To celebrate 5 years since we founded the MDC in September 1999, MDC held a series of rallies in major cities. In each case the stadium/venue was packed with MDC people - the majority being poor working class. The main topic discussed was the decision by the MDC to suspend participation in the electoral process until the Mugabe regime has implemented their recent commitments to the SADC in full.

Morgan Tsvangirai expressed confidence that the regime would eventually comply. But that they would only do so at the very last minute in the hope that this will not give the MDC enough time to overcome the combined effects of years of propaganda, violence and intimidation plus the use of food shortages as a means of coercion.
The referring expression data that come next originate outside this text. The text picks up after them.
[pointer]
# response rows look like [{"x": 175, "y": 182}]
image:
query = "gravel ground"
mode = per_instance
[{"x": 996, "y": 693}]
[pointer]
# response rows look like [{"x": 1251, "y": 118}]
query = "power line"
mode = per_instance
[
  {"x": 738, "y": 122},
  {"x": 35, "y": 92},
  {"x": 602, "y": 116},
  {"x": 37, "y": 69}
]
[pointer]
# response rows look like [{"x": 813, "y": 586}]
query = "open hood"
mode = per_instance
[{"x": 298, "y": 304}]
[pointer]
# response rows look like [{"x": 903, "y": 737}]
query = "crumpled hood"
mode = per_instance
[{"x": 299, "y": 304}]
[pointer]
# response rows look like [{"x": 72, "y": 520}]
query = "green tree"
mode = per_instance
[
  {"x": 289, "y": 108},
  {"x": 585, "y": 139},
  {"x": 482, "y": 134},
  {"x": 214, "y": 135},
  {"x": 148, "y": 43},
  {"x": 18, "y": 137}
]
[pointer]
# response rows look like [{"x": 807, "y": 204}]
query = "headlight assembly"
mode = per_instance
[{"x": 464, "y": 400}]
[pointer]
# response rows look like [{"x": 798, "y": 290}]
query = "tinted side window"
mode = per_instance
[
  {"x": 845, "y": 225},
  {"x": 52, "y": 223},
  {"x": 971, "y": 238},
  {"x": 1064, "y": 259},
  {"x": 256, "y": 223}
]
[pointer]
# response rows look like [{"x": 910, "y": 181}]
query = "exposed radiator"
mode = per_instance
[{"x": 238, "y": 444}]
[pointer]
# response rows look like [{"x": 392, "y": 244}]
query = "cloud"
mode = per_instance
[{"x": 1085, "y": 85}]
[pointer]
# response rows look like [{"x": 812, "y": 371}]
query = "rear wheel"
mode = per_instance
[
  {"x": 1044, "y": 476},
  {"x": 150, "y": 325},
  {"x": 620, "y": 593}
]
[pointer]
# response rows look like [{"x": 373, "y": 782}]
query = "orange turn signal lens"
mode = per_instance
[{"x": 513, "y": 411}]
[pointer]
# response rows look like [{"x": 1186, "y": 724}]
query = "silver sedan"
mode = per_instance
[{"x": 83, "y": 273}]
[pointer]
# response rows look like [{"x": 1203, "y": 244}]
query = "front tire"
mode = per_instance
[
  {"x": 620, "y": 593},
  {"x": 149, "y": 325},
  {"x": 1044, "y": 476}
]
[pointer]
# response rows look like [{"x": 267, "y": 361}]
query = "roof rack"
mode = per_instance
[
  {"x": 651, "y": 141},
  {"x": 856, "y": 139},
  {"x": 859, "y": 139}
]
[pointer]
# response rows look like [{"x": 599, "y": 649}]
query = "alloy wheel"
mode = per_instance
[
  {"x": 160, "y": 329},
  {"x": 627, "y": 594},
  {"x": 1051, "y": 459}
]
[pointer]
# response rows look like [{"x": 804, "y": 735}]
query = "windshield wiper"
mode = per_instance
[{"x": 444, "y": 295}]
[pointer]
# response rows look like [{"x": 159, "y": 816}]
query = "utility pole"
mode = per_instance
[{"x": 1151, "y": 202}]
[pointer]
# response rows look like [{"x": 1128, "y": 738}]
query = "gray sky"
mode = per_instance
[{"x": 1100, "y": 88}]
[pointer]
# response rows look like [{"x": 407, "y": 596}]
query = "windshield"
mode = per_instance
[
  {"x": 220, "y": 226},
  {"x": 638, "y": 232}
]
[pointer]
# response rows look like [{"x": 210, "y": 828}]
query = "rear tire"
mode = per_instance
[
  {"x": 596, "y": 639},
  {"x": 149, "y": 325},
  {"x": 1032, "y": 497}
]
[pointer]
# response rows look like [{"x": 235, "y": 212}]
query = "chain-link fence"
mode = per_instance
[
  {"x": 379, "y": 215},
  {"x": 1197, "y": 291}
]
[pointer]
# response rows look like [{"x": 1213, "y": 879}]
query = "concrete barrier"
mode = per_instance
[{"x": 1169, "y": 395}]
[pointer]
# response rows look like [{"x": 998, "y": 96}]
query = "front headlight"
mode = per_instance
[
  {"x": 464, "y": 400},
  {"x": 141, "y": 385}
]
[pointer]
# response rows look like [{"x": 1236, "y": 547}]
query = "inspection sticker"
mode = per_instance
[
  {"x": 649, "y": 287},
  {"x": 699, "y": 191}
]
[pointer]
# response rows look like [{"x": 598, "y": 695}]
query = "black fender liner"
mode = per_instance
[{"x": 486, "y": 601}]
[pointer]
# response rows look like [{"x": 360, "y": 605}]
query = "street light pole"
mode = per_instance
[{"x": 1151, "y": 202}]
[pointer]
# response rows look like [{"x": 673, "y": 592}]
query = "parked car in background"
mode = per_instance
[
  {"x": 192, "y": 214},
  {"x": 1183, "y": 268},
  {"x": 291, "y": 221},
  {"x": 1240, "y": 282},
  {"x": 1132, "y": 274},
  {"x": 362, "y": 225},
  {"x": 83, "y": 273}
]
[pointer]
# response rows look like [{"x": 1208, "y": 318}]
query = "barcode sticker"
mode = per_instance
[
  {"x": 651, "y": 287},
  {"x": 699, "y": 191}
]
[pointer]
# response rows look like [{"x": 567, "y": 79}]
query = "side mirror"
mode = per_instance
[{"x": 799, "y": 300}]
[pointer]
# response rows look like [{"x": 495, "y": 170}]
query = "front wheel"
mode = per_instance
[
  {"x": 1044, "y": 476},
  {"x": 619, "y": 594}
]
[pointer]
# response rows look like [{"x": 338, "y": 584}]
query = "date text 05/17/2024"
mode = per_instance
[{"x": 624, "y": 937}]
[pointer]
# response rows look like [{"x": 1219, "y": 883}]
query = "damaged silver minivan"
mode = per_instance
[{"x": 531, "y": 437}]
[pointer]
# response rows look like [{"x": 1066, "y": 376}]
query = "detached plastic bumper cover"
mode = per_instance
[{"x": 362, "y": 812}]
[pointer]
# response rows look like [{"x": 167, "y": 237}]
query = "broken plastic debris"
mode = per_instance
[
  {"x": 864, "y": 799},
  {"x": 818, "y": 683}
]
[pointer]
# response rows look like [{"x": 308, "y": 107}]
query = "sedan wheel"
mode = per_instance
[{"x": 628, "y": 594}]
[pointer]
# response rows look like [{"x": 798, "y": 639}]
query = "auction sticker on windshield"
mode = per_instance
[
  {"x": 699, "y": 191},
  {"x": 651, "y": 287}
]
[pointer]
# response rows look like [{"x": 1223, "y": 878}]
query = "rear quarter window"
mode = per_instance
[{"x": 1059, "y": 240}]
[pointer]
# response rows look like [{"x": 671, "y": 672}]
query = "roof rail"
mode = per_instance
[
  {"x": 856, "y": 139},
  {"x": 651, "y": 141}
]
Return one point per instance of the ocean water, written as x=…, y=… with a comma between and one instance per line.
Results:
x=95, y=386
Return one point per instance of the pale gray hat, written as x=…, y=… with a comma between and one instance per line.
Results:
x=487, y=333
Morgan said that even if they did this - MDC would be ready and would fight every constituency in the country. For this reason the MDC was completing its plans for the elections, selecting candidates and starting its election campaign.

Mugabe has already committed himself to "implementing reforms designed to meet the SADC requirements". Initial evidence of this willingness is scant - their first round of reforms actually change very little. The same collection of goons remains in charge of the electoral process and they are pressing ahead with gerrymandering the constituencies and the electoral roll. If this is the full extent of their so-called "compliance" then a free and fair election is absolutely impossible and the MDC will maintain its suspension.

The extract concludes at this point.